The bridge itself is designed to resist floodwaters and vandals, and a belt of cement blocks along the bank will prevent erosion and protect the abutments. A series of gravel trails lead around and through the marsh.
“When you step off the bridge, it is going to be quite dramatic,” Meadus says.
“This is meant for everybody” Jones adds, expressing his hope visitors of the winged and walking variety will all flock to Miner Marsh.
“I just want people to enjoy it.”
All about DU
A national, non-profit organization, Ducks Unlimited was founded in 1938 by a group of people alarmed by the loss of waterfowl habitat in Canada during the Dust Bowl era.

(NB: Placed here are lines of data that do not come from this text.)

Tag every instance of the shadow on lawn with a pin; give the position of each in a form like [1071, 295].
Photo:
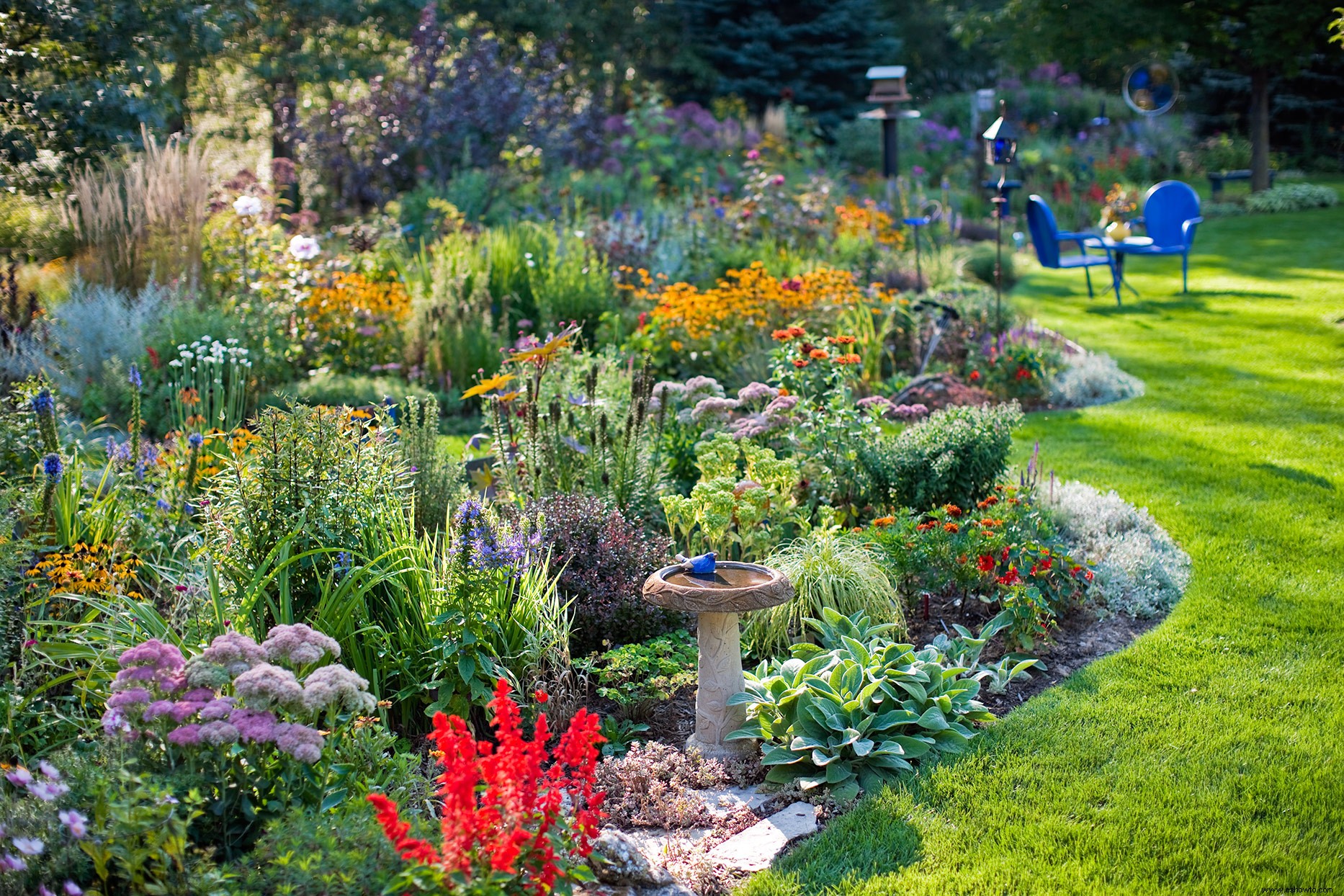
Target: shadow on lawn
[1294, 475]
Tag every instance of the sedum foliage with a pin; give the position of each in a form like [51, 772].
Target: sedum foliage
[852, 712]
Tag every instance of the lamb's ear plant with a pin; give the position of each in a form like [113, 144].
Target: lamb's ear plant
[851, 714]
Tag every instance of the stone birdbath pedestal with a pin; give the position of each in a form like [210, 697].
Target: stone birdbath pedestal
[717, 593]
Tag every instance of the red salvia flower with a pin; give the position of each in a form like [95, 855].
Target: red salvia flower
[501, 802]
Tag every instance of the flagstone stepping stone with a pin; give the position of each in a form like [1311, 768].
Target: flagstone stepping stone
[756, 848]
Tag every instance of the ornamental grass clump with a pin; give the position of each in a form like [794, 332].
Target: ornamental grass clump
[245, 723]
[506, 824]
[830, 571]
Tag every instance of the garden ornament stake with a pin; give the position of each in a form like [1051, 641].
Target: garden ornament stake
[940, 326]
[1000, 149]
[717, 593]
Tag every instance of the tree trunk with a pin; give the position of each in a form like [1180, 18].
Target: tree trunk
[178, 86]
[1260, 129]
[284, 112]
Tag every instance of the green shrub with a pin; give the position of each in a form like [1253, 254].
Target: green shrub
[637, 676]
[1292, 198]
[34, 228]
[310, 854]
[953, 457]
[852, 712]
[830, 571]
[980, 264]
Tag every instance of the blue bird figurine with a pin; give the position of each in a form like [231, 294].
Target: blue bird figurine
[702, 565]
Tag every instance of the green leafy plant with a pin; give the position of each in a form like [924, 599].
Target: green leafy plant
[852, 712]
[953, 457]
[830, 571]
[742, 506]
[637, 676]
[620, 734]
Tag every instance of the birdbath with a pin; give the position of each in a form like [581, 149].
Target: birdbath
[717, 597]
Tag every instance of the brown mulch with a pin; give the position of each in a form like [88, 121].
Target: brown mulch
[1080, 638]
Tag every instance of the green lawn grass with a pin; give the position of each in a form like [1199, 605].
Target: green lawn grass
[1207, 756]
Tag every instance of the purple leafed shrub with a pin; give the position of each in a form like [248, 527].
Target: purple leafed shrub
[606, 560]
[457, 105]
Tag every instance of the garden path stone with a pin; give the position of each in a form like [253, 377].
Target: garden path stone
[757, 846]
[617, 859]
[723, 802]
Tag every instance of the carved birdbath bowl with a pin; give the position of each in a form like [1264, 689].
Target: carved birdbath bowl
[717, 598]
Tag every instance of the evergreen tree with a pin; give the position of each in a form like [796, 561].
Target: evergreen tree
[811, 53]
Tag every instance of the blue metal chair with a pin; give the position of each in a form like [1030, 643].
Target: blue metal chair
[1046, 237]
[1171, 215]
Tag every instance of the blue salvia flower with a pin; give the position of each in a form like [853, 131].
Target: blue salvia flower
[341, 563]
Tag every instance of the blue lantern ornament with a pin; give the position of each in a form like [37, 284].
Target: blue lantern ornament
[1000, 140]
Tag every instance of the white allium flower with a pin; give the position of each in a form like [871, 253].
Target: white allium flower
[304, 248]
[246, 206]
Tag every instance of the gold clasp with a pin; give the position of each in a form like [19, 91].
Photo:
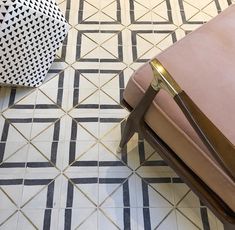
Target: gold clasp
[163, 80]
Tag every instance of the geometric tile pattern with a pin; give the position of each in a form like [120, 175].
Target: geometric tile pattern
[59, 168]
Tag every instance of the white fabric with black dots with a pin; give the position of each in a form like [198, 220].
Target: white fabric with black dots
[31, 31]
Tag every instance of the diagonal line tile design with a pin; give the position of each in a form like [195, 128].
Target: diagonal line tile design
[59, 168]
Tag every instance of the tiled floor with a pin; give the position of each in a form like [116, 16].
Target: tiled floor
[59, 167]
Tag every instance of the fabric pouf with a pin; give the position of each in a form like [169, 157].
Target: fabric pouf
[31, 31]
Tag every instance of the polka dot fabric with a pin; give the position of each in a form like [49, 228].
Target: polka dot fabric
[31, 31]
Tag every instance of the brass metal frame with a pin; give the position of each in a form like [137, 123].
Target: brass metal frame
[163, 79]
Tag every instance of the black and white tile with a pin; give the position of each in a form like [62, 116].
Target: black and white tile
[59, 168]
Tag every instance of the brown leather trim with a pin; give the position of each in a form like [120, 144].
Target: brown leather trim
[208, 196]
[219, 146]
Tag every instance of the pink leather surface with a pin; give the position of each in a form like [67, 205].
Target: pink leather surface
[203, 63]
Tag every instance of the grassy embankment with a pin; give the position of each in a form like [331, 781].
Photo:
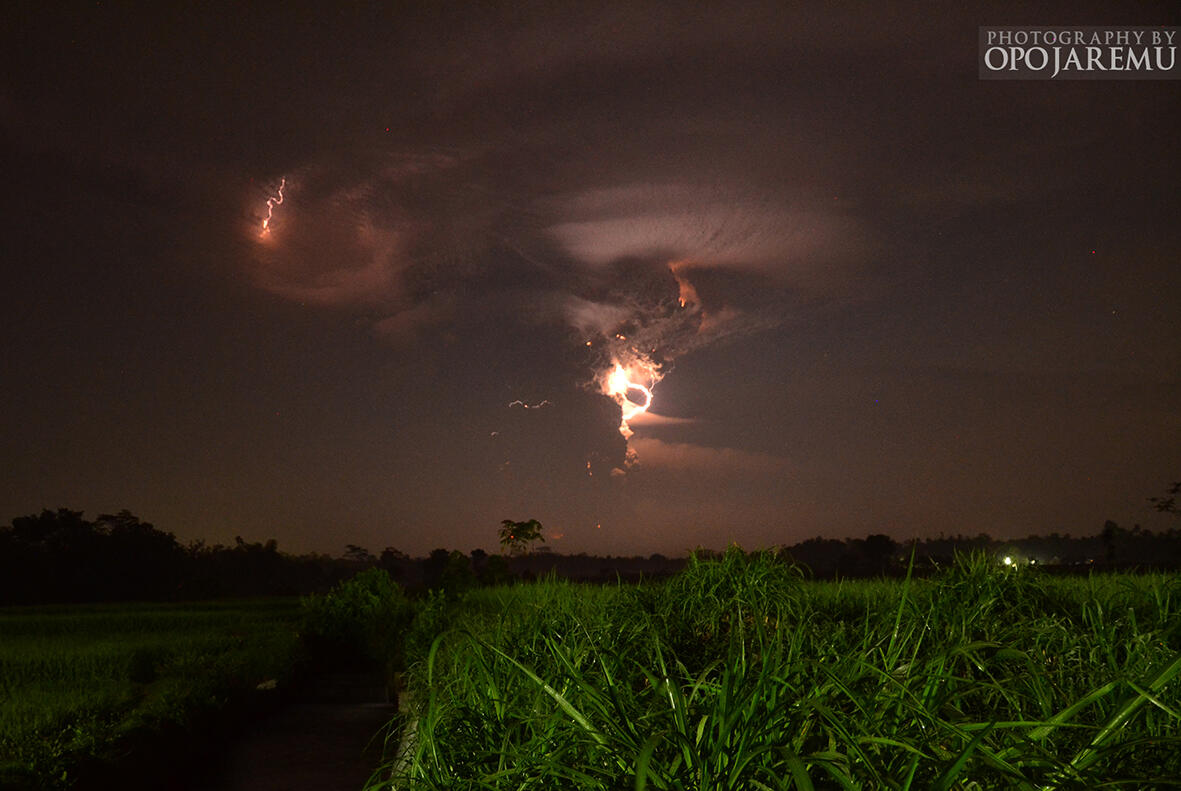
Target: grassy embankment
[738, 674]
[82, 686]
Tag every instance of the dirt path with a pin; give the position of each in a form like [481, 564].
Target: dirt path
[332, 740]
[304, 747]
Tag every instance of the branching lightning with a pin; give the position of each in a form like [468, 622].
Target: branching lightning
[530, 406]
[272, 202]
[619, 385]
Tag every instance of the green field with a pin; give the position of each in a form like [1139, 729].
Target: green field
[79, 682]
[739, 674]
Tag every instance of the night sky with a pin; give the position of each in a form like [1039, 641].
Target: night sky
[869, 292]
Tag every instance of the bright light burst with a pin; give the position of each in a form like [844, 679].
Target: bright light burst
[272, 202]
[621, 384]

It is now Canada’s largest conservation organization, dedicated not only to habitat preservation but also to research and education on wetlands. Project Webfoot is presented to elementary school children in partnership with other organizations, including Friends of the Cornwallis River locally, each year.
DU has a strong hunting connection, but there is room to “harvest” waterfowl within conservation strategies, as populations number in the millions and only a tiny percentage is killed by hunters.
Volunteers from all walks of life who share an interest in wetlands founded the Valley chapter in 1983. The Valley DU chapter organizes fundraisers, including an annual dinner and auction each spring. The April 2010 dinner raised more than $25,000. Funds raised in Atlantic Canada stay in the region.